Third-party risk management is an essential element of information security. It is common to see news about a large company being breached, and after learning more, you find out the breach was the result of a vendor. When you depend on another organization for a critical business process and allow them access to your network, facility, or data, there is risk to your organization—and it is essential to manage that risk.
But what happens when the vendor has deficiencies in their own security program? Generally, there are a few ways companies manage these situations: You can choose to use a different vendor, you can put compensating controls in place, or you can hold off on using them until they improve their controls.
From Vendor Compliance to Vendor Enablement
We encourage a fourth option whenever possible. We refer to it as ‘vendor enablement,’ and it focuses on treating vendors as partners (and we are not just saying that because we are vendors ourselves).
Vendor enablement is all about helping your vendors improve their security program so that it is aligned to your security requirements.
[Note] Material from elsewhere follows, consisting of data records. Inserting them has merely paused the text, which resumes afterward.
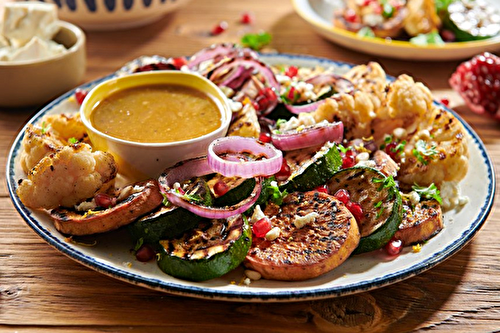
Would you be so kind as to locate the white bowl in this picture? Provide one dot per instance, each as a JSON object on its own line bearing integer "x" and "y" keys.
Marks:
{"x": 30, "y": 83}
{"x": 138, "y": 161}
{"x": 114, "y": 14}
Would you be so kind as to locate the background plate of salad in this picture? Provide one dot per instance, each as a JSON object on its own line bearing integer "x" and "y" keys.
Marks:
{"x": 407, "y": 29}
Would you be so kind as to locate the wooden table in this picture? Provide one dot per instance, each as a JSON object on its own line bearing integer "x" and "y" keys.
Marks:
{"x": 42, "y": 290}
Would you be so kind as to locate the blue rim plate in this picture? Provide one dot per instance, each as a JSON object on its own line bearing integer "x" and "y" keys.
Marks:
{"x": 111, "y": 255}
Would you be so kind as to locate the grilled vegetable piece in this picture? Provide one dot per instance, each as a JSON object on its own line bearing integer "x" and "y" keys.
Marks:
{"x": 381, "y": 17}
{"x": 92, "y": 222}
{"x": 380, "y": 200}
{"x": 170, "y": 221}
{"x": 420, "y": 222}
{"x": 311, "y": 167}
{"x": 323, "y": 243}
{"x": 210, "y": 250}
{"x": 472, "y": 20}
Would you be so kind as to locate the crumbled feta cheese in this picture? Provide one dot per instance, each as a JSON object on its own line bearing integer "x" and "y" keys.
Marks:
{"x": 301, "y": 221}
{"x": 273, "y": 234}
{"x": 368, "y": 163}
{"x": 414, "y": 197}
{"x": 364, "y": 156}
{"x": 85, "y": 206}
{"x": 399, "y": 133}
{"x": 252, "y": 275}
{"x": 450, "y": 194}
{"x": 257, "y": 214}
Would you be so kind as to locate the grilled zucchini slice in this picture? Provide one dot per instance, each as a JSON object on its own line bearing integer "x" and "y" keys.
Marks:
{"x": 210, "y": 250}
{"x": 170, "y": 221}
{"x": 311, "y": 167}
{"x": 380, "y": 200}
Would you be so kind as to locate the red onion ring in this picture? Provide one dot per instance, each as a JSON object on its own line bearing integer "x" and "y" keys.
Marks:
{"x": 310, "y": 136}
{"x": 199, "y": 167}
{"x": 339, "y": 83}
{"x": 217, "y": 52}
{"x": 296, "y": 109}
{"x": 236, "y": 145}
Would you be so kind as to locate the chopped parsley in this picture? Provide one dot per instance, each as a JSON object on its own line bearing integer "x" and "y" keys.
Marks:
{"x": 430, "y": 192}
{"x": 256, "y": 41}
{"x": 386, "y": 183}
{"x": 423, "y": 152}
{"x": 276, "y": 196}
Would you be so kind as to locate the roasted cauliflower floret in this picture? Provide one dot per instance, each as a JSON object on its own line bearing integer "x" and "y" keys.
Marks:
{"x": 66, "y": 126}
{"x": 37, "y": 143}
{"x": 371, "y": 79}
{"x": 445, "y": 140}
{"x": 422, "y": 17}
{"x": 67, "y": 177}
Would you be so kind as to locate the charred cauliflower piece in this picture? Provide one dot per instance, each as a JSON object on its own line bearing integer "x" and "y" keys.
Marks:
{"x": 66, "y": 177}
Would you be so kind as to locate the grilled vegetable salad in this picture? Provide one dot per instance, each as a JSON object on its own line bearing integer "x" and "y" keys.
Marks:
{"x": 316, "y": 167}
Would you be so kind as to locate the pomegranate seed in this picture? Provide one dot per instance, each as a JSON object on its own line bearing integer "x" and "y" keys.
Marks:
{"x": 265, "y": 98}
{"x": 219, "y": 28}
{"x": 478, "y": 82}
{"x": 355, "y": 210}
{"x": 179, "y": 62}
{"x": 104, "y": 200}
{"x": 394, "y": 247}
{"x": 348, "y": 161}
{"x": 80, "y": 95}
{"x": 448, "y": 36}
{"x": 322, "y": 188}
{"x": 262, "y": 227}
{"x": 145, "y": 253}
{"x": 351, "y": 16}
{"x": 246, "y": 18}
{"x": 220, "y": 188}
{"x": 291, "y": 71}
{"x": 284, "y": 172}
{"x": 390, "y": 149}
{"x": 265, "y": 137}
{"x": 343, "y": 196}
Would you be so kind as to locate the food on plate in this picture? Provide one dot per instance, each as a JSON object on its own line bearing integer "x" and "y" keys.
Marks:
{"x": 318, "y": 165}
{"x": 478, "y": 82}
{"x": 421, "y": 22}
{"x": 67, "y": 177}
{"x": 105, "y": 213}
{"x": 27, "y": 30}
{"x": 420, "y": 221}
{"x": 472, "y": 20}
{"x": 383, "y": 18}
{"x": 317, "y": 233}
{"x": 166, "y": 110}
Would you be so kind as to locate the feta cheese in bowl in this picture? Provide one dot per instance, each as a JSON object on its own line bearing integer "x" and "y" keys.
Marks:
{"x": 42, "y": 56}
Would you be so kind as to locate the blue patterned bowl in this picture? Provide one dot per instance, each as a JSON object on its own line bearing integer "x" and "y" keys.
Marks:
{"x": 114, "y": 14}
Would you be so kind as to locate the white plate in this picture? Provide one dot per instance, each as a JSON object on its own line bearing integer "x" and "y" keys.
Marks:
{"x": 112, "y": 256}
{"x": 319, "y": 14}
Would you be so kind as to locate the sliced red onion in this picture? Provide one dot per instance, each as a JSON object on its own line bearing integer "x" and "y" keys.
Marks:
{"x": 199, "y": 167}
{"x": 267, "y": 159}
{"x": 217, "y": 52}
{"x": 310, "y": 136}
{"x": 337, "y": 82}
{"x": 296, "y": 109}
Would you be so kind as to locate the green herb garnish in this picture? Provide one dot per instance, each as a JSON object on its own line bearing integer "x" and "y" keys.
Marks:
{"x": 256, "y": 41}
{"x": 423, "y": 152}
{"x": 430, "y": 192}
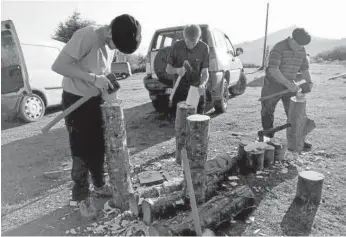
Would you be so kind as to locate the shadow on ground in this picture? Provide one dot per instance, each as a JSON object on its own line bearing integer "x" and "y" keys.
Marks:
{"x": 298, "y": 219}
While it sounds altruistic, this approach is often mutually beneficial, and in some situations, it can be the only path forward, such as when a security-challenged vendor is the only one that can provide an essential service or when specific vendors are ‘strongly encouraged’ based on existing business relationships with executives or board members.
In situations like these, working with the vendor to improve their security program can be a win for everyone involved. You end up with a more secure vendor, the vendor ends up with a better information security program, and any existing relationships and processes remain intact.
Effective vendor enablement is rooted in vendor assessment processes. When assessing a vendor, rather than just outlining problems, offer concrete recommendations for how to improve their program and suggest ways that you can help. It seems like a simple concept, but it is not as common as it should be.
While it is natural to think, ‘We pay for this service—why should we invest more time, money, and information to improve their products?’ There are actually quite a few reasons:
- It is often significantly faster and more cost effective than trying to rip-and-replace current vendors—especially when they are highly embedded in your organization.
- It promotes your security and/or compliance teams as enablers rather than roadblocks.
- It leverages executive and board member relationships, rather than fighting against them.
Give and Get
Additionally, you should feel free to ask for something to offset your efforts when warranted. Discounts, additional support hours, or access to new features are common requests when helping partners improve their solutions.
But do not ask for too much here. The focus should be on helping your vendor’s team address your risks as efficiently as possible without significantly hurting your organization, not trying to take advantage of a vendor’s challenges.
We are in This Together
Most people want to do the right thing and your vendors are likely no exception. Like teams within your organization, they may be limited by money, time, and lack of expertise. Understanding their resource shortfalls and tailoring your enablement approach accordingly is the hallmark of an effective enablement program.
- If your vendor is lacking expertise that your teams have, get your experts to share their knowledge and/or help define a way to meet in the middle.
- If your vendor is lacking the time to solve your issue, offer to provide solutions to their needs. For instance, if they have no vendor management, giving them your questionnaires and processes can eliminate the time they need to generate these tools. This has the added benefit of being directly aligned to the risks that matter most to you.
- If they are lacking the funding to implement a tool or perform an assessment, offer to source and/or pay for a portion of it in exchange for product discounts or additional services.
Partnerships like these not only lead to better security, but often have the added benefits of enabling better prices, better services, and being more ‘top of mind’ for vendors when they are making changes to their products and services.
Better Alignment From Top to Bottom
Additionally, helping vendors fix your issues means that their updated products and services will be inherently aligned to what you need, rather than having them update the product or service only to miss something that was important to you. It can even turn difficult conversations into wins.
While a classic vendor management approach may entail telling a board member, “We cannot use your preferred solution because they are not a good fit,” an approach focused on vendor enablement will allow you to say, “You know that solution you love? We have not only implemented it—we have helped make them even better!”